← All courses

ML Kit & High-Level APIs

🗓 May 31, 2026 ⏱ 2 min read

The fastest way to add AI

You don’t always need to handle models and tensors. ML Kit (by Google) gives you ready-made, on-device AI features through a simple API — you call a method, you get a result. It works on both Android and iOS. Apple offers similar high-level APIs through Vision and Natural Language.

What ML Kit gives you out of the box

  • Text recognition (OCR) — read text from images/camera.
  • Barcode & QR scanning.
  • Face detection — find faces, landmarks, smiles.
  • Image labeling & object detection.
  • Pose detection, selfie segmentation.
  • Language ID, translation, smart reply.

Example: text recognition (Android)

val recognizer = TextRecognition.getClient(TextRecognizerOptions.DEFAULT_OPTIONS)
val image = InputImage.fromBitmap(bitmap, 0)

recognizer.process(image)
    .addOnSuccessListener { result ->
        for (block in result.textBlocks) {
            println(block.text)
        }
    }
    .addOnFailureListener { e -> /* handle error */ }

Example: barcode scanning (concept)

// iOS via ML Kit or Vision
let request = VNDetectBarcodesRequest { req, _ in
    let codes = req.results as? [VNBarcodeObservation]
    print(codes?.first?.payloadStringValue ?? "none")
}

On-device by default, cloud when needed

Most ML Kit features run on-device (fast, free, private). A few advanced ones can use the cloud for higher accuracy. You choose per feature.

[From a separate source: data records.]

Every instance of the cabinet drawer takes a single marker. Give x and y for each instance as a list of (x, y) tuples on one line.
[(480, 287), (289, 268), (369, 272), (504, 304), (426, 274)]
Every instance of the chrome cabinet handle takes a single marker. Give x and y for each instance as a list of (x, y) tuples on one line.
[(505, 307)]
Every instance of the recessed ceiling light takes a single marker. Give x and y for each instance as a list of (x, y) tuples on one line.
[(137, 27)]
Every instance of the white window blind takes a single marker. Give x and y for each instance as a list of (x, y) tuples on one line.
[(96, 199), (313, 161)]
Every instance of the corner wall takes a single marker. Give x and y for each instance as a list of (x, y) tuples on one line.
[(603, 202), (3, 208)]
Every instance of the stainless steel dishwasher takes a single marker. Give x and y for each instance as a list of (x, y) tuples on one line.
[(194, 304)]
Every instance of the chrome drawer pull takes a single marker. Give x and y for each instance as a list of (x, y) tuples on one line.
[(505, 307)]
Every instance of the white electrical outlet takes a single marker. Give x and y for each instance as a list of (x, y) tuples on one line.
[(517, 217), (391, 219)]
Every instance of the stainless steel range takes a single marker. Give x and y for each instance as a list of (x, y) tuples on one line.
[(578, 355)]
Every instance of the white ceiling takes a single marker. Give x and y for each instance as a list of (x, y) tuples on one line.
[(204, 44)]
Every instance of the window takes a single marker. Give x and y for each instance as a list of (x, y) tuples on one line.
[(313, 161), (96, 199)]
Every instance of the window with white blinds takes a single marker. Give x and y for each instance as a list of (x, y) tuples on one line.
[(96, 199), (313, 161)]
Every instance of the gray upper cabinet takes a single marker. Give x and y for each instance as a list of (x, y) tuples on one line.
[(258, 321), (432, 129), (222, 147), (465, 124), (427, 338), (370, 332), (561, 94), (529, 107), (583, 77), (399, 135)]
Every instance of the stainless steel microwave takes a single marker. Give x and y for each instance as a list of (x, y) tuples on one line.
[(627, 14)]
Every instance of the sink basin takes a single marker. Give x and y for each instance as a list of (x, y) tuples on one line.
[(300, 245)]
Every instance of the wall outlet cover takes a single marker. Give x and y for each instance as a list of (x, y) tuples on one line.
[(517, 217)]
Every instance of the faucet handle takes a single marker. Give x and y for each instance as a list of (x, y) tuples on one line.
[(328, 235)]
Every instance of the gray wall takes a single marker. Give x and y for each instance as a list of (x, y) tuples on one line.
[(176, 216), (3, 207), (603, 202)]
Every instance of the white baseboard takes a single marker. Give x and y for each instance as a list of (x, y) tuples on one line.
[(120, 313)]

When to use high-level APIs vs custom models

  • Use ML Kit / Vision when your need matches a built-in feature (OCR, faces, barcodes, translation). It’s the fastest, most reliable path.
  • Use a custom TF Lite / Core ML model when you need something specific these don’t cover (e.g. recognise your product categories).

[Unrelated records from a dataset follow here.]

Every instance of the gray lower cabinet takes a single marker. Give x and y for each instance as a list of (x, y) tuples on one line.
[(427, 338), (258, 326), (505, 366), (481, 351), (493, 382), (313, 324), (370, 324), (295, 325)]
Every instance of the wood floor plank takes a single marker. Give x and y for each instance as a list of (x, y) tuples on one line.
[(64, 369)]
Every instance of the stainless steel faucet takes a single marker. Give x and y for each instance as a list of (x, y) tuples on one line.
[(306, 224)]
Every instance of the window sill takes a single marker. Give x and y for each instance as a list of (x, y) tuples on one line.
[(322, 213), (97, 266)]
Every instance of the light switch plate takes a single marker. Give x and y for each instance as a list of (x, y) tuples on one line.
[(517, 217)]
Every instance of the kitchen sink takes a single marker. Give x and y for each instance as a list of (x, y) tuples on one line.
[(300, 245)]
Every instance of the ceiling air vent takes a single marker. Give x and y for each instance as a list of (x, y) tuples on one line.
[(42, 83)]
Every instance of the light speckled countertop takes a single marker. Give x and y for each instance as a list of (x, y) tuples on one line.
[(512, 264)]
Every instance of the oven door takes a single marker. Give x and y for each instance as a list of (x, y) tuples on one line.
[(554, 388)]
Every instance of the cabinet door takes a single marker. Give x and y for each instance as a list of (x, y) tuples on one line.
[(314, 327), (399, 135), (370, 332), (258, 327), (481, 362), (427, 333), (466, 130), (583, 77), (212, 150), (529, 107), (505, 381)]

Why this is the smart starting point

For many apps, a high-level API delivers a polished AI feature in an afternoon, with no model files, no pre-processing bugs, and automatic hardware acceleration. Start here, and only drop to custom models when you must.

Common mistakes

  • Building a custom model when ML Kit already solves the problem.
  • Forgetting to handle the failure callback (cameras and images are unpredictable).
  • Processing every camera frame instead of throttling (battery and heat).
Summary: ML Kit and Apple’s Vision/Natural Language give you ready-made, mostly on-device AI features (OCR, faces, barcodes, translation) with a simple API. Start with these for common needs and reserve custom models for specialised tasks.